The information shown in the summary diagram is the social worker's analysis and scaling of each of the relevant Kaitiaki Mokopuna domains covered in the assessment.
Completing the why we are involved and what we are worried about section
This section of the assessment is where we describe the unique circumstances that brought te tamaiti to our attention and the focus of our current work with them.
If te tamaiti is in care this might include the permanent care outcome we are seeking to achieve, what needs to happen to achieve that outcome and any worries that might impact on the wellbeing of te tamaiti.
This section has two parts:
1. Current summary
Use this section of the assessment to outline why we are involved by describing the behaviours that are presenting (or have presented in the past) that are or have caused harm to te tamaiti.
These are the danger/harm statements, which can be explored using the child/young person and family consult tool.

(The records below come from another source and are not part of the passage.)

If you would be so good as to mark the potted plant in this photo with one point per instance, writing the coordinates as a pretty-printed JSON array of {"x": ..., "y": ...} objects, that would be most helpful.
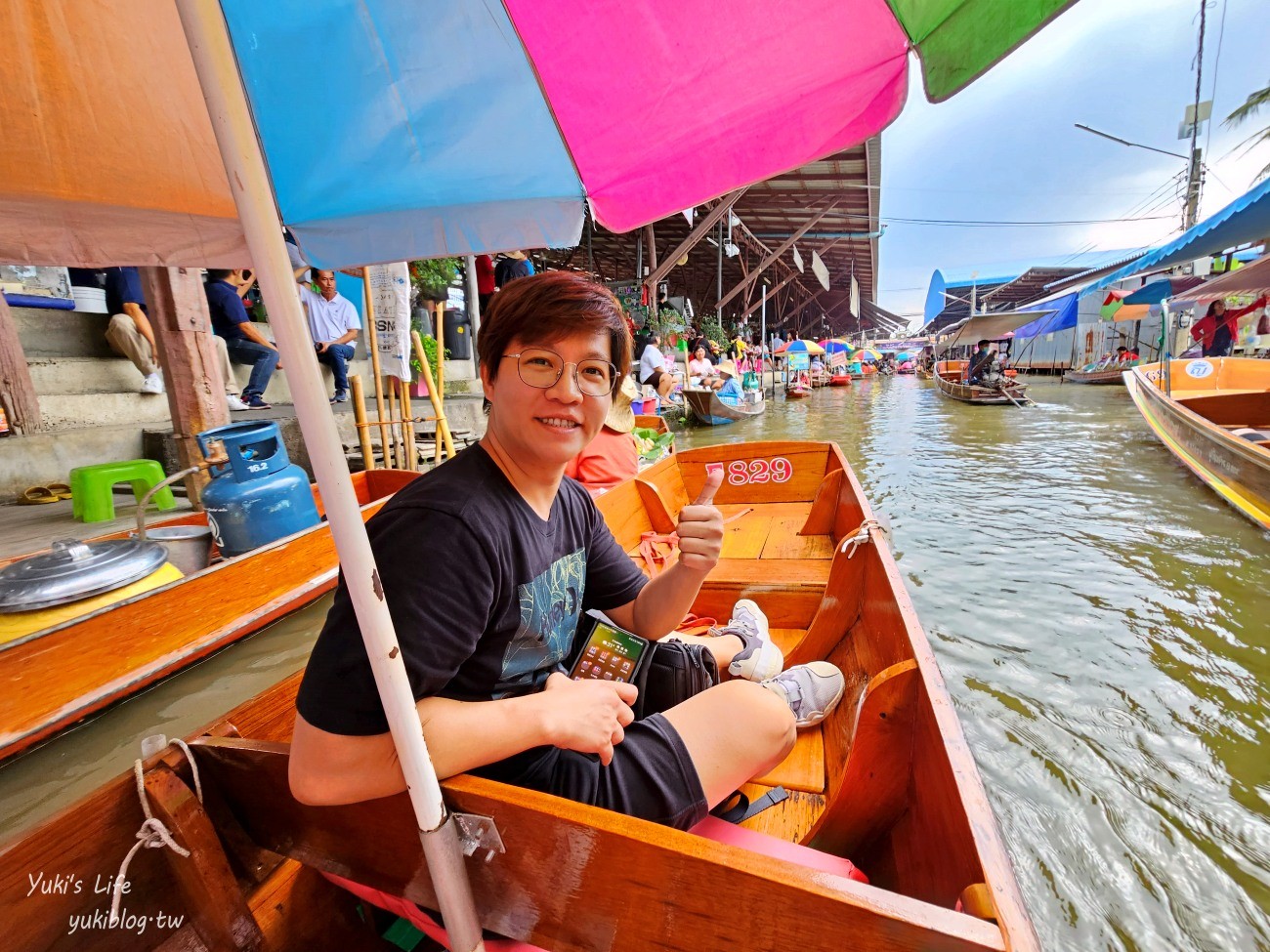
[
  {"x": 430, "y": 348},
  {"x": 432, "y": 277}
]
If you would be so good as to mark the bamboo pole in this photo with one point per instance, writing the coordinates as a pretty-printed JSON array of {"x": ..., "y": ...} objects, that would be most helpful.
[
  {"x": 372, "y": 339},
  {"x": 393, "y": 428},
  {"x": 437, "y": 406},
  {"x": 363, "y": 436},
  {"x": 207, "y": 37},
  {"x": 411, "y": 453}
]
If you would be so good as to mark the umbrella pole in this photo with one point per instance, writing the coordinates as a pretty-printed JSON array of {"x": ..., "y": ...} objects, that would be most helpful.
[{"x": 227, "y": 103}]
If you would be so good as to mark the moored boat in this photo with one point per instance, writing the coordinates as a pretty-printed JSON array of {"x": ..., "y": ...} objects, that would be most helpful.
[
  {"x": 1112, "y": 376},
  {"x": 1214, "y": 417},
  {"x": 949, "y": 379},
  {"x": 885, "y": 782},
  {"x": 56, "y": 677},
  {"x": 709, "y": 409}
]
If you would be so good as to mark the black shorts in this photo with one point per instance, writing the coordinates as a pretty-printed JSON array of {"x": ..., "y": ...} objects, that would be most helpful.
[{"x": 652, "y": 775}]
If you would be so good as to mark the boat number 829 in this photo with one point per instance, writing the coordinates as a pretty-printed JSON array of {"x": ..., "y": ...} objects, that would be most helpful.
[{"x": 745, "y": 471}]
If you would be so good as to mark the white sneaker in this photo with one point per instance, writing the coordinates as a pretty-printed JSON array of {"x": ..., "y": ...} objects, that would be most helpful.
[{"x": 758, "y": 658}]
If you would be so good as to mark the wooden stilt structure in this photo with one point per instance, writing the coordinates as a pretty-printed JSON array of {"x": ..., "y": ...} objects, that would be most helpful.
[{"x": 363, "y": 435}]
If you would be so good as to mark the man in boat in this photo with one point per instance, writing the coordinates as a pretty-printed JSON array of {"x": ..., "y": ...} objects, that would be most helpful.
[
  {"x": 979, "y": 360},
  {"x": 731, "y": 392},
  {"x": 611, "y": 457},
  {"x": 486, "y": 627}
]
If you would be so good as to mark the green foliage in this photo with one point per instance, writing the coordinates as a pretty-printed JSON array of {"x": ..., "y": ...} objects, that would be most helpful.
[
  {"x": 432, "y": 275},
  {"x": 430, "y": 348},
  {"x": 712, "y": 330},
  {"x": 1256, "y": 100}
]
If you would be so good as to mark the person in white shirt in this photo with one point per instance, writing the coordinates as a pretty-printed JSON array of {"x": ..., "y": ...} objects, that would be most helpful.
[
  {"x": 652, "y": 368},
  {"x": 333, "y": 322}
]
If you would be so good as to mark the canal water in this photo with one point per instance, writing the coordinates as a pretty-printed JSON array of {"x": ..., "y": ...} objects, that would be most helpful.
[{"x": 1101, "y": 618}]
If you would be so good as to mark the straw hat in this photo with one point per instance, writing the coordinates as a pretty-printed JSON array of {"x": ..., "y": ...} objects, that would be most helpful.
[{"x": 621, "y": 418}]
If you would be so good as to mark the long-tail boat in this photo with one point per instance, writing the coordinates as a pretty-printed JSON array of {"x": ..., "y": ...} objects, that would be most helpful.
[
  {"x": 885, "y": 782},
  {"x": 1109, "y": 376},
  {"x": 54, "y": 678},
  {"x": 1214, "y": 415},
  {"x": 709, "y": 409}
]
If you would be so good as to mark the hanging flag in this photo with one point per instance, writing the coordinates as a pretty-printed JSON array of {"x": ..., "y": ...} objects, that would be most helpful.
[
  {"x": 390, "y": 296},
  {"x": 820, "y": 270}
]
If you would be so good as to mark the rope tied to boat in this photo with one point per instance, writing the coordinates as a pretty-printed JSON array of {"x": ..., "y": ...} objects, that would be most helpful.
[
  {"x": 152, "y": 833},
  {"x": 850, "y": 544}
]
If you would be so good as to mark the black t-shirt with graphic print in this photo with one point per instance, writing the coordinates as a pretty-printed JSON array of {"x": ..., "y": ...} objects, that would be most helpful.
[{"x": 484, "y": 595}]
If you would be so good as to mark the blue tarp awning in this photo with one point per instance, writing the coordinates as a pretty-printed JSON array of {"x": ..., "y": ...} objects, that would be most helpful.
[
  {"x": 1062, "y": 318},
  {"x": 1246, "y": 219}
]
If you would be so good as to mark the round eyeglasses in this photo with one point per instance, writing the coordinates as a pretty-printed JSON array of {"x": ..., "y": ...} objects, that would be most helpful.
[{"x": 542, "y": 368}]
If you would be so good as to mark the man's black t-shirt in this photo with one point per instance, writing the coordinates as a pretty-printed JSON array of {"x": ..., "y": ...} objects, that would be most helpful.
[{"x": 486, "y": 596}]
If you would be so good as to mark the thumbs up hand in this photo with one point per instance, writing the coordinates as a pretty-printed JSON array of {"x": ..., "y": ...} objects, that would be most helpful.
[{"x": 699, "y": 528}]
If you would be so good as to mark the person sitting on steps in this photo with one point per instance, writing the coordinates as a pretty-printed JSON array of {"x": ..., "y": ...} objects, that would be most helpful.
[{"x": 486, "y": 633}]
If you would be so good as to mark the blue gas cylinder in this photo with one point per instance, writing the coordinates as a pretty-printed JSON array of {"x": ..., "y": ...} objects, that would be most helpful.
[{"x": 259, "y": 495}]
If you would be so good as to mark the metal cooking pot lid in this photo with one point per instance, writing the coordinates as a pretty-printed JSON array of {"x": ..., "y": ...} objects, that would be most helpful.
[{"x": 74, "y": 570}]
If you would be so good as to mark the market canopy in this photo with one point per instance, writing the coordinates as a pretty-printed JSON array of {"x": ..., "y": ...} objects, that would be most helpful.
[
  {"x": 992, "y": 326},
  {"x": 1246, "y": 219},
  {"x": 1251, "y": 279},
  {"x": 397, "y": 131}
]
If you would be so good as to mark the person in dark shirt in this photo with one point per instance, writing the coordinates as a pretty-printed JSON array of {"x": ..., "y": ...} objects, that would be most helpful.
[
  {"x": 979, "y": 360},
  {"x": 484, "y": 631},
  {"x": 242, "y": 339}
]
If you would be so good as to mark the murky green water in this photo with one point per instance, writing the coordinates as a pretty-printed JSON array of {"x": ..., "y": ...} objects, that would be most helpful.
[
  {"x": 1103, "y": 621},
  {"x": 1101, "y": 618}
]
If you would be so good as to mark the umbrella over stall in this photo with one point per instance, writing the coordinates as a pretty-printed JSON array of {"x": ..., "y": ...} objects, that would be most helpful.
[{"x": 381, "y": 134}]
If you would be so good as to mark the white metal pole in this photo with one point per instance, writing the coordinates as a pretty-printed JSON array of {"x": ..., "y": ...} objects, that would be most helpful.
[{"x": 244, "y": 164}]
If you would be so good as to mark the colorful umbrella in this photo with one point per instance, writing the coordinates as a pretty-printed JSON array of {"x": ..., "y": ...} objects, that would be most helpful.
[
  {"x": 801, "y": 347},
  {"x": 836, "y": 346},
  {"x": 1112, "y": 304},
  {"x": 397, "y": 131}
]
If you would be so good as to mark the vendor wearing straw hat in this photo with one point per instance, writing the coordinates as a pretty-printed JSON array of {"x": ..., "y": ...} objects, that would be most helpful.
[
  {"x": 731, "y": 392},
  {"x": 611, "y": 457}
]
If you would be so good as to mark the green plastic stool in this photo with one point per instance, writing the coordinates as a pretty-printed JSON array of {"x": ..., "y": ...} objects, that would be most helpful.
[{"x": 90, "y": 487}]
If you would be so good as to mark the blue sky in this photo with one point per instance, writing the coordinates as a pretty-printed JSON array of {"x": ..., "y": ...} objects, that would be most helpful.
[{"x": 1006, "y": 147}]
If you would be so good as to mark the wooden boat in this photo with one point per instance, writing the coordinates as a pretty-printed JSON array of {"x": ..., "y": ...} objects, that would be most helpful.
[
  {"x": 1113, "y": 376},
  {"x": 55, "y": 678},
  {"x": 709, "y": 409},
  {"x": 1215, "y": 422},
  {"x": 948, "y": 379},
  {"x": 887, "y": 781}
]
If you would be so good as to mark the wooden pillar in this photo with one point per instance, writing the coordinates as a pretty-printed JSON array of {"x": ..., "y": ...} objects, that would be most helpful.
[
  {"x": 17, "y": 392},
  {"x": 183, "y": 331}
]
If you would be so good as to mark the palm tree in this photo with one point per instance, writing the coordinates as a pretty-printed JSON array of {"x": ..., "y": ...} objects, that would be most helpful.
[{"x": 1251, "y": 105}]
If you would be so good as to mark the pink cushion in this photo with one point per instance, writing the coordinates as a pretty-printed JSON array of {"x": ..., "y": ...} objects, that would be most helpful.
[
  {"x": 776, "y": 849},
  {"x": 418, "y": 918}
]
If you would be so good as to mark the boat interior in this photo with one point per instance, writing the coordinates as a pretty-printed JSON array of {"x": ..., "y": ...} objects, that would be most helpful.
[
  {"x": 1235, "y": 397},
  {"x": 885, "y": 781}
]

Clearly and succinctly state the risks to te tamaiti if the behaviours do not change. These are the risk statements.
Well-written risk statements keep us focused on te tamaiti, help te tamaiti and their whānau understand why we are involved, and form the basis for any plans that are required. We need to make sure we discuss these with whānau and te tamaiti.
Risk statements should be a standalone, structured statement. They start with “we are worried that” and have three components:
- The person whose behaviour (or in some cases situation) you are worried about
- The behaviour (or in some cases the situation) you are worried about
- The impact, or possible impact, on te tamaiti.

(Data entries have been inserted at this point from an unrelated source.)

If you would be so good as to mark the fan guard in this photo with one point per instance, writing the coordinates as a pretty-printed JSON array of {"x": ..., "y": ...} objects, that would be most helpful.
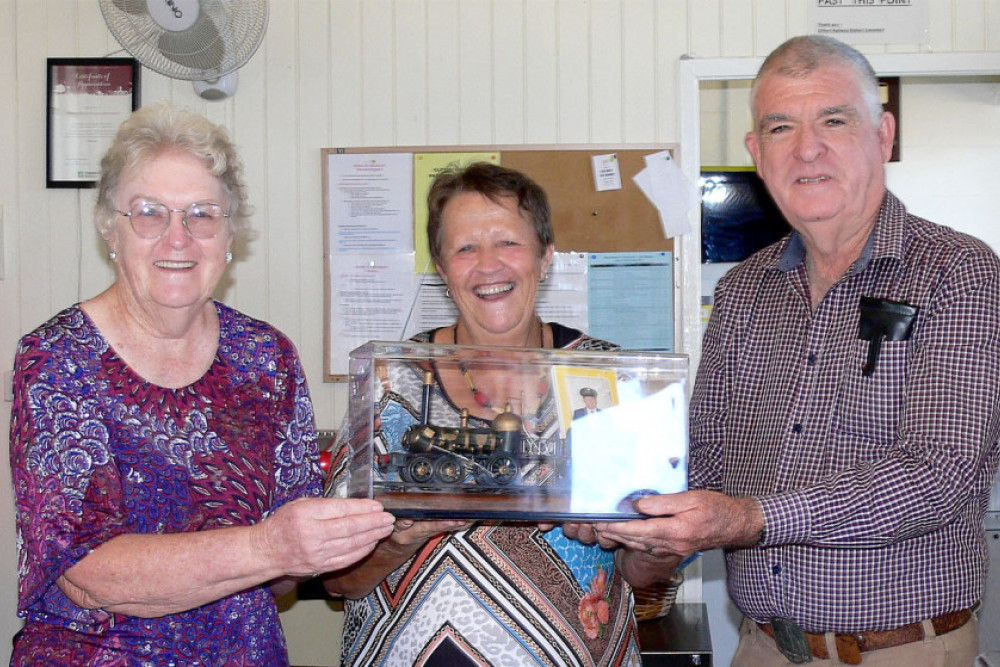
[{"x": 192, "y": 40}]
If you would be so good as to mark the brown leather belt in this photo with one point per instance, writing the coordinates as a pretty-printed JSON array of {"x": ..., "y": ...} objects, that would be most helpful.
[{"x": 851, "y": 646}]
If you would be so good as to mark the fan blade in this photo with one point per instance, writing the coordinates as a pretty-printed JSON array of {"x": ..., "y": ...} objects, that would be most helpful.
[
  {"x": 199, "y": 47},
  {"x": 131, "y": 6}
]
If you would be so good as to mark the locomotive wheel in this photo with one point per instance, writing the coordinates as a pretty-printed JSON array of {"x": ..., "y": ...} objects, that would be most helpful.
[
  {"x": 503, "y": 469},
  {"x": 449, "y": 470},
  {"x": 420, "y": 469}
]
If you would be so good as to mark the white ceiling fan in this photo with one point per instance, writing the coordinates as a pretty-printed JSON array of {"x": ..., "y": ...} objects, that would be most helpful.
[{"x": 202, "y": 41}]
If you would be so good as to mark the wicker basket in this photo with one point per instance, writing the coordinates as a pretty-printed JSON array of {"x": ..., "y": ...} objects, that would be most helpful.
[{"x": 656, "y": 601}]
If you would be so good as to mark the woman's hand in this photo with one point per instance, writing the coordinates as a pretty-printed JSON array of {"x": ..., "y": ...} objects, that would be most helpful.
[
  {"x": 407, "y": 537},
  {"x": 154, "y": 574},
  {"x": 309, "y": 536},
  {"x": 406, "y": 532}
]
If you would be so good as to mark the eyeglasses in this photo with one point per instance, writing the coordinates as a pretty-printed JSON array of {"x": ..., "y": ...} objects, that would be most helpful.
[{"x": 151, "y": 219}]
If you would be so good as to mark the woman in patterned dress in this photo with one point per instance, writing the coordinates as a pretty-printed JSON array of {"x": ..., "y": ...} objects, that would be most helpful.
[
  {"x": 490, "y": 593},
  {"x": 163, "y": 444}
]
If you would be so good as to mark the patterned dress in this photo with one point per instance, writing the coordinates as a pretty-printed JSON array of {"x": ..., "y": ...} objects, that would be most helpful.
[
  {"x": 96, "y": 452},
  {"x": 497, "y": 593}
]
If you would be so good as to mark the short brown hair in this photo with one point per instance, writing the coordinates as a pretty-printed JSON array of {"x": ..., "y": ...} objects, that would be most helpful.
[{"x": 495, "y": 183}]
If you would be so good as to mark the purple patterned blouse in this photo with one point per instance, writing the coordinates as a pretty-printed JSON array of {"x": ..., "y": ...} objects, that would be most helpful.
[{"x": 97, "y": 451}]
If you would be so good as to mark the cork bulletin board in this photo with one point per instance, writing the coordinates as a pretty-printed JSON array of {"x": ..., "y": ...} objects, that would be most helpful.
[{"x": 584, "y": 219}]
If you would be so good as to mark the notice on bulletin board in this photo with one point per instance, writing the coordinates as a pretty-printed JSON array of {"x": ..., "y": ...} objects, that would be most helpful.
[
  {"x": 631, "y": 298},
  {"x": 370, "y": 200},
  {"x": 872, "y": 21}
]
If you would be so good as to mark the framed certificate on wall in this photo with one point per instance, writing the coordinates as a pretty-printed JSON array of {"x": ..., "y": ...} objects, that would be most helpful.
[{"x": 88, "y": 98}]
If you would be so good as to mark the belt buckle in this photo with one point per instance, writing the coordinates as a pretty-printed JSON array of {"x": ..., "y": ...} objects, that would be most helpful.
[{"x": 791, "y": 640}]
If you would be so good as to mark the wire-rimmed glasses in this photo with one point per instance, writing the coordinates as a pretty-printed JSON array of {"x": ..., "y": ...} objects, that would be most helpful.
[{"x": 150, "y": 219}]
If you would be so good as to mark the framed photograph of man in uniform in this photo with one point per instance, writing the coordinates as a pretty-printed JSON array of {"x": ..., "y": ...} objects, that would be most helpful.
[{"x": 582, "y": 391}]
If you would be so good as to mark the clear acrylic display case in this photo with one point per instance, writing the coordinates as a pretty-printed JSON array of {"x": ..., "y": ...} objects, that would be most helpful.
[{"x": 427, "y": 441}]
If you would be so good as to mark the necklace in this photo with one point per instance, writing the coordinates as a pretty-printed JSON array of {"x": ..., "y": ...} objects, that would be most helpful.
[{"x": 482, "y": 399}]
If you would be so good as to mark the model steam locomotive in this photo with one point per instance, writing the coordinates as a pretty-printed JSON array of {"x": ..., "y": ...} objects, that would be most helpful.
[{"x": 501, "y": 455}]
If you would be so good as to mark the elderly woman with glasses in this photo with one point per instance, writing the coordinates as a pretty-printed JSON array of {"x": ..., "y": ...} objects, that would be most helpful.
[{"x": 162, "y": 444}]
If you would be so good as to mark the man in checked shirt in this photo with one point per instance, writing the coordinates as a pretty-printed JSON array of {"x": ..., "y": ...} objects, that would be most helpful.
[{"x": 845, "y": 417}]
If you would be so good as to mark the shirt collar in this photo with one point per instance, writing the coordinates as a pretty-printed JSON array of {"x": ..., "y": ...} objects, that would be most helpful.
[{"x": 885, "y": 240}]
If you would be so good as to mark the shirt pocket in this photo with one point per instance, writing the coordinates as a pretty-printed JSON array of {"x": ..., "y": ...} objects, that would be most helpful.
[{"x": 867, "y": 408}]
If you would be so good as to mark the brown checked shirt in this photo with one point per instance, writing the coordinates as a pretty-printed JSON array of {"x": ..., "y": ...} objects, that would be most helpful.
[{"x": 873, "y": 488}]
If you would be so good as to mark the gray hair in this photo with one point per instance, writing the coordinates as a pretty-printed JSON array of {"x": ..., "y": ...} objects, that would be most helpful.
[
  {"x": 801, "y": 56},
  {"x": 156, "y": 129}
]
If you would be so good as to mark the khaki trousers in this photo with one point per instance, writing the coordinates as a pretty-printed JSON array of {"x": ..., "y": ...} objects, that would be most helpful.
[{"x": 957, "y": 648}]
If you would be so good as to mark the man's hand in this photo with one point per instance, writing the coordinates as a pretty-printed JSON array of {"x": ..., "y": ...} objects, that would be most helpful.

"We are worried that Katie and Daniel (parents) do not always feed Joshua (tamaiti) and that Joshua might become sick and not develop properly because he isn’t getting the food he needs to grow and be healthy.

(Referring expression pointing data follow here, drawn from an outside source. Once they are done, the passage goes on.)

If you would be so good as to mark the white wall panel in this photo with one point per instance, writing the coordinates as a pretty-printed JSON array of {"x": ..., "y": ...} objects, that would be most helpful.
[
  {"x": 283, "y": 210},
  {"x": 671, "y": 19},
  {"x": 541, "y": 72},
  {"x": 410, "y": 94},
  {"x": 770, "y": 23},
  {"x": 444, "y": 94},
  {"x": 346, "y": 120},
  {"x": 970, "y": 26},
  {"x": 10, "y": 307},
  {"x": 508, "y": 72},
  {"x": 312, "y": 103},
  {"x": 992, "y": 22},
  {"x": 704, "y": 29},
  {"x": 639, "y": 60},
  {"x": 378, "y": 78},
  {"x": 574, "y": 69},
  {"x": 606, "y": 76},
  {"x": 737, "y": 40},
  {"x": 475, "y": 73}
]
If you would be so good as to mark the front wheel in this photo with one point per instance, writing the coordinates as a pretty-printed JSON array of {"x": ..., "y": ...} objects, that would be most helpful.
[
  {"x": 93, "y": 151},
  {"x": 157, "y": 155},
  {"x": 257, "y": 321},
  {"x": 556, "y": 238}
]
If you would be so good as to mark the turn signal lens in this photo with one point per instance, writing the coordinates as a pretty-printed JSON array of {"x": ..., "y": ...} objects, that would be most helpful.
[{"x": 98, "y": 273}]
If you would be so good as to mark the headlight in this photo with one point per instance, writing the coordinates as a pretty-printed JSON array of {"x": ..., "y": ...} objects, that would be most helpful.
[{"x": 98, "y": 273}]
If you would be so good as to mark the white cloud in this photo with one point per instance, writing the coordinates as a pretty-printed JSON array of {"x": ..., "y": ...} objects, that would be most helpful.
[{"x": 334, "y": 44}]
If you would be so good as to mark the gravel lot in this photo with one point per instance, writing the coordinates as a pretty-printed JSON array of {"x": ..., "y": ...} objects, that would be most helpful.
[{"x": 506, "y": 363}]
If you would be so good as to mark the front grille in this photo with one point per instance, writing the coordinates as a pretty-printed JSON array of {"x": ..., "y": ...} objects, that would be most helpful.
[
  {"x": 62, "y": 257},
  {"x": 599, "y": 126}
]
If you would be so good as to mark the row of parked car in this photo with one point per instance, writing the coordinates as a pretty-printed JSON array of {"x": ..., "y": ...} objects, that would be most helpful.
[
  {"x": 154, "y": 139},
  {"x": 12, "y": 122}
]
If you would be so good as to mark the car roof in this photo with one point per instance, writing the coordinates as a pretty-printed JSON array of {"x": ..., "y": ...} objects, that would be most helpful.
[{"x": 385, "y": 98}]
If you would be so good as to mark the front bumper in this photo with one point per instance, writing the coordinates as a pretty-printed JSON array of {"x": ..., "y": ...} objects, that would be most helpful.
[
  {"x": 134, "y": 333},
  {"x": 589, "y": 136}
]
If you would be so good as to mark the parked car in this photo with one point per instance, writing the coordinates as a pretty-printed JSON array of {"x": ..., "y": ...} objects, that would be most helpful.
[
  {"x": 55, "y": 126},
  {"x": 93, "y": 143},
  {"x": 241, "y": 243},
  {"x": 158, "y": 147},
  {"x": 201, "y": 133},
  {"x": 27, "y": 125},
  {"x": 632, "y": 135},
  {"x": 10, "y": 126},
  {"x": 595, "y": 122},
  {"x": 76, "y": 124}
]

We are worried that Katie and Daniel leave Joshua at home on his own while they are out partying and that Joshua might be frightened, might hurt himself or be hurt by someone who comes into the house."
"We are worried that Brent (dad) sometimes says he wants Hanna to live with him and sometimes says he doesn’t. This is really confusing for Hanna and makes her feel like Brent doesn’t want her and that she doesn’t belong anywhere.
We are worried that Hanna was drinking alcohol every night and taking ecstasy, prescription medicine and herbal highs before she went to the residence in March, and that she might go back to using alcohol and drugs again when she leaves residence. This could make it hard for Hanna to learn and concentrate at school, could give her health problems, and cause Hanna to feel ‘up and down’ and mean that people could hurt her when she is ‘out of it’."
This section is used to outline the significant events in the life of te tamaiti and their whānau or family (this may include, but is not limited to the loss of a loved one, a change in living situation or school, new relationship, or a significant achievement). This section does not come into the Tuituia report.
Also use this section to highlight any engagement the family has had with services such as Police or community agencies, and the outcome of those engagements. It's not just a history of referrals to Oranga Tamariki and should not be limited to adverse events only.